The Philippine manufacturing sector continued its expansion in August 2024, driven by increased new orders, according to the latest purchasing managers’ index (PMI) from S&P Global Market.
The headline S&P Global Philippines Manufacturing PMI, a composite indicator of manufacturing performance, remained unchanged at 51.2 in August. An index above the neutral 50.0 suggests ongoing growth in the sector.
Filipino manufacturers expressed optimism about future expansion, with the respective index well above the neutral 50.0 mark. S&P Global noted that the sector has strengthened for a year, albeit with a modest improvement in the latest data.
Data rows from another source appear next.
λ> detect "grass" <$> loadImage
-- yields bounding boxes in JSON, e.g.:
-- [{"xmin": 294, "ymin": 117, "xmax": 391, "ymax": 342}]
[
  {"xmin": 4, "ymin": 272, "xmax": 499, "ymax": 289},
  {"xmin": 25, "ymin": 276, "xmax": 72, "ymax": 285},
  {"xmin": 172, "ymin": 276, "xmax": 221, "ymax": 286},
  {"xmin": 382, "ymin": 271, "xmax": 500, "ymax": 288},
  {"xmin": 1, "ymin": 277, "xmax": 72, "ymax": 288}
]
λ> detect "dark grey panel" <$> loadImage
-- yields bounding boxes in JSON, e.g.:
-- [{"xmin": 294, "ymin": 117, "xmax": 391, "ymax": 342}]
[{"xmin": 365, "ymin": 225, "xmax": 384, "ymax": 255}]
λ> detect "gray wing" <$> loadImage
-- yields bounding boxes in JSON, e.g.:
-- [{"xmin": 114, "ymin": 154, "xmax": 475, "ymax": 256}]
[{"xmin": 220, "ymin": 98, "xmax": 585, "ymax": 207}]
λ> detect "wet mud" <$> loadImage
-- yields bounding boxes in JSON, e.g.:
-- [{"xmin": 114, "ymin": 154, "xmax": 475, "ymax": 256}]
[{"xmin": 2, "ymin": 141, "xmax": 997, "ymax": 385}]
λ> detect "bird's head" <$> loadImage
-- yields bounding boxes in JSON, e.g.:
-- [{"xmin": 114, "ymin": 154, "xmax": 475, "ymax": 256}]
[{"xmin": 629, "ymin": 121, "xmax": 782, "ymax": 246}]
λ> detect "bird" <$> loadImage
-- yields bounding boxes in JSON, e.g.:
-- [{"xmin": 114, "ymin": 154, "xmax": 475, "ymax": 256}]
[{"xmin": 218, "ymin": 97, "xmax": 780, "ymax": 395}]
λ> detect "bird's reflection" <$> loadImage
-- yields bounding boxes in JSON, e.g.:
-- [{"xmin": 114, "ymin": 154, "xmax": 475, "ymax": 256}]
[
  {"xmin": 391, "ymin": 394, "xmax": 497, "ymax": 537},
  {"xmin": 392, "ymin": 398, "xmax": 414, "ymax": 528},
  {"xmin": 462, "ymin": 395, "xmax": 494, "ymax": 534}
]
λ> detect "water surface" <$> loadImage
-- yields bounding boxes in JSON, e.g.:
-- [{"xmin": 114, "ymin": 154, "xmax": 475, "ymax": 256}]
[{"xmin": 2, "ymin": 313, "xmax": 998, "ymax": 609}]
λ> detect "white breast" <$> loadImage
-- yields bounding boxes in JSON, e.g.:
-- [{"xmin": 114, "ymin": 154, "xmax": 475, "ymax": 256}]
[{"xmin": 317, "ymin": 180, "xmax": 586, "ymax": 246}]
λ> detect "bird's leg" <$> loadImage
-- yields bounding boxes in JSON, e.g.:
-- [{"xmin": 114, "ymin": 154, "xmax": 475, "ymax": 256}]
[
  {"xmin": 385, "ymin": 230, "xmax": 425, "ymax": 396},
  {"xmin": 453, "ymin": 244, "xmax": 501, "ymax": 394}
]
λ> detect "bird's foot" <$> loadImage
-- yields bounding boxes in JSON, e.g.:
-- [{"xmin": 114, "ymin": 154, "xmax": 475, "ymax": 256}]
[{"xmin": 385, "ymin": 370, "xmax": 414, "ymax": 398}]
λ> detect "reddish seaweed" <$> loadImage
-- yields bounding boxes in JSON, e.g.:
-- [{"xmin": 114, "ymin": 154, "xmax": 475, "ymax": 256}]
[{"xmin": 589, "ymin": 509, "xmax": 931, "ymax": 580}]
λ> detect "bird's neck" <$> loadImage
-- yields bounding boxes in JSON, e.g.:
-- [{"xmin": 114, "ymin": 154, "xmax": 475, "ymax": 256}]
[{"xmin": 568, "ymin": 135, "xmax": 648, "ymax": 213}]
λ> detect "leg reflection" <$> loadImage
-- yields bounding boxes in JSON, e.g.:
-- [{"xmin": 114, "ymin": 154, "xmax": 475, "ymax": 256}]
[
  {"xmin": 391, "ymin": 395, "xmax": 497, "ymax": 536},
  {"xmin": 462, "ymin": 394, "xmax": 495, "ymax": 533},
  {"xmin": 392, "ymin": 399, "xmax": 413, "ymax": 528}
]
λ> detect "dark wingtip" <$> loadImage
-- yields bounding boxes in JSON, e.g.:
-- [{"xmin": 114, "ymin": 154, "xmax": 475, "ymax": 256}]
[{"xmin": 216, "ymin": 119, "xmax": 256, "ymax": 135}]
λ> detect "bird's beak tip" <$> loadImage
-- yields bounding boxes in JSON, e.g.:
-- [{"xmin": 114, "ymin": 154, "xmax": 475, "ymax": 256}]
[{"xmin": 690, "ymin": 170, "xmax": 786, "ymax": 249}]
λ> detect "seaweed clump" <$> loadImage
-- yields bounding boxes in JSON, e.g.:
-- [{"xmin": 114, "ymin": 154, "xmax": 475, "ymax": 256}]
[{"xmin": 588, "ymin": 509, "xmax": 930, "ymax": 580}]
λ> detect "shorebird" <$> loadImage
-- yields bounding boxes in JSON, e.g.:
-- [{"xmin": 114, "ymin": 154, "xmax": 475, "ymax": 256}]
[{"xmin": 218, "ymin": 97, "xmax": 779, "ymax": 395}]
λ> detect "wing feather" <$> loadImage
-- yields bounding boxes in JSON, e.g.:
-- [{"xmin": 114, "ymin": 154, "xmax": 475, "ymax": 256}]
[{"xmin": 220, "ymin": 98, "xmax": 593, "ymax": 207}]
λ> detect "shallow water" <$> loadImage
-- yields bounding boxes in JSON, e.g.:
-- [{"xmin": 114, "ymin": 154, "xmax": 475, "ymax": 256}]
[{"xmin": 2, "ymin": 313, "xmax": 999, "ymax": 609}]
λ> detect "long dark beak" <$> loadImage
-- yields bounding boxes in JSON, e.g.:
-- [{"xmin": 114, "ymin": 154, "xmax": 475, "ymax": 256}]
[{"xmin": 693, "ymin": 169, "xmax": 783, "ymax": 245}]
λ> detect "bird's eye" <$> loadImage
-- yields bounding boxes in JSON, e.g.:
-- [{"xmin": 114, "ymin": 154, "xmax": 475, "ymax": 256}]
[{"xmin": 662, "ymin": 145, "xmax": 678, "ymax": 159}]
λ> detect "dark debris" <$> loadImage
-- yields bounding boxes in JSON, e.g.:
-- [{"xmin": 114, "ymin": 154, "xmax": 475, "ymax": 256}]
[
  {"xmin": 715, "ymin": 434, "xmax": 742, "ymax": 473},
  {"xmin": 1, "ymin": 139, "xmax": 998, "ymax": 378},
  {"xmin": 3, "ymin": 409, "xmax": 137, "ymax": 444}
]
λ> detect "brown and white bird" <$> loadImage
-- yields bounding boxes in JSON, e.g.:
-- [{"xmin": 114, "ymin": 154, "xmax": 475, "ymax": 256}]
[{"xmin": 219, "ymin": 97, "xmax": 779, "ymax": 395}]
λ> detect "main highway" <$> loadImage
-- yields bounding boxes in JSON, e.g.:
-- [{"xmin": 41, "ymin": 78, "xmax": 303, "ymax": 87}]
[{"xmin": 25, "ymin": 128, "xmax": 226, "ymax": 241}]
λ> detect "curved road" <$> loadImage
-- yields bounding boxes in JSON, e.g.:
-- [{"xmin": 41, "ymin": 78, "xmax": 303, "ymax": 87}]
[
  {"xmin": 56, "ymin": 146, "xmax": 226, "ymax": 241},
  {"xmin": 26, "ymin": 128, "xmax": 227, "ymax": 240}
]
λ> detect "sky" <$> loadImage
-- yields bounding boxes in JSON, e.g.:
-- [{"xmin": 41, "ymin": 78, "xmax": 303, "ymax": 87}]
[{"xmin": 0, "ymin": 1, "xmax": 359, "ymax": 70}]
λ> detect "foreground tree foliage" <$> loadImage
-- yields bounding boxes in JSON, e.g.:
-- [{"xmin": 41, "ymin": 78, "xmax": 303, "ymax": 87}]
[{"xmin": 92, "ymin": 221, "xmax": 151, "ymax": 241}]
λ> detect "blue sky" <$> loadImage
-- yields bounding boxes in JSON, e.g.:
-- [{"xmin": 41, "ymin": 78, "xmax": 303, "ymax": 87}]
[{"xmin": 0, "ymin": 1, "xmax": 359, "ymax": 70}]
“The Filipino manufacturing sector showed sustained and modest gains midway through the third quarter. Growth in output and new orders accelerated on the month, thereby highlighting improving demand trends. However, employment fell, and buying activity cooled, suggesting that manufacturers remain cautious about growth prospects,” said S&P Global Market economist Maryam Baluch.
“Confidence levels also waned in the latest survey period and hit a four-month low, further confirming that expectations surrounding the production outlook have softened,” she said.
Confidence levels among manufacturers declined in the latest survey period, reaching a four-month low. This indicates that expectations for future production may have softened.
Overall, new orders increased, despite a fall in international sales. Companies raised their production levels, with the rate of increase nearly matching the long-run average.
Underlying data signaled improved demand trends, with Filipino goods producers recording the strongest uptick in new orders in three months. However, demand from foreign customers faltered in August, with new export sales falling for the first time since the start of the year.
Domestic demand drove overall growth in new orders, supporting a stronger uptick in output. The rate of growth quickened from July’s four-month low and was broadly in line with the historical series average.
S&P Global said the growth in business requirements led firms to increase purchasing in August, but the rate of increase softened to a five-month low and was modest overall.
The slowdown in buying activity was reflected in a softer build-up of pre-production inventories held at manufacturers. The upturn was slight and the weakest in the six-month period of accumulation. Postproduction inventories were depleted in August, the first downtick noted since February followed five consecutive months of stock building.
The employment uptick seen in July was reversed in August. S&P Global said that the tenacity of goods producers to complete workloads efficiently, despite a contraction in workforce numbers, highlighted sufficient capacity.
“Encouragingly, inflationary pressures were curbed further,” the report said. Input costs rose moderately, while selling prices for goods were raised at a softer and only a slight pace, indicating that firms are absorbing some costs to boost sales and remain competitive.
Companies also registered a further lengthening of lead times for inputs received from suppliers. Vendor performance deteriorated for a fourth straight month, but the latest incidence of delays was the least pronounced since May.